1. Wait until Active Directory replication occurs. Also, wait until the files and folders in the system volume (SYSVOL) shared folder replicate on domain controllers in the domain.
2. Restart a Windows Vista client computer that is joined to the domain. Then, log on to the computer as a user who has administrator credentials.
3. Click Start, point to All Programs, and then click Accessories.
4. Right-click Command Prompt, and then click Run as administrator.
5. In the User Account Control dialog box, click Continue.

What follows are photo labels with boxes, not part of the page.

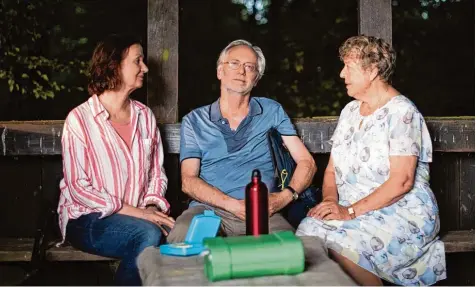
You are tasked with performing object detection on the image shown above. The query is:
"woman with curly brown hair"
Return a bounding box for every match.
[58,35,175,285]
[296,36,446,285]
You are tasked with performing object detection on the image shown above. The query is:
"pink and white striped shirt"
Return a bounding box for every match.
[58,95,170,238]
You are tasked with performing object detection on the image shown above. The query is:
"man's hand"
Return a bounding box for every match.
[307,199,352,221]
[268,189,293,217]
[226,199,246,220]
[142,209,175,236]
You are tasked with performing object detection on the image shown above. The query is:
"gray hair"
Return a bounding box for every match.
[217,39,266,81]
[339,35,397,83]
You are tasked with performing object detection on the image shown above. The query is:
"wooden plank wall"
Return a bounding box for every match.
[0,118,475,236]
[0,117,474,156]
[358,0,392,44]
[147,0,179,123]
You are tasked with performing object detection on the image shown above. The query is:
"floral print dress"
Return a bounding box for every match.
[296,95,446,285]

6. Type the following line at the command prompt, and then press ENTER:

   auditpol /get /category:*

7. Verify that the security auditing settings that are displayed at the command prompt match the settings that are configured in the AuditPolicy.txt file that you created in "Step 1: Determine the security auditing settings that you want to deploy to Windows Vista client computers."
   
   If the security auditing settings do not match, examine the log files that are generated by the startup script in the %SystemRoot%\Temp folder. If no log files exist in the %SystemRoot%\Temp folder, examine the Windows Vista client computer to determine why Group Policy was not applied.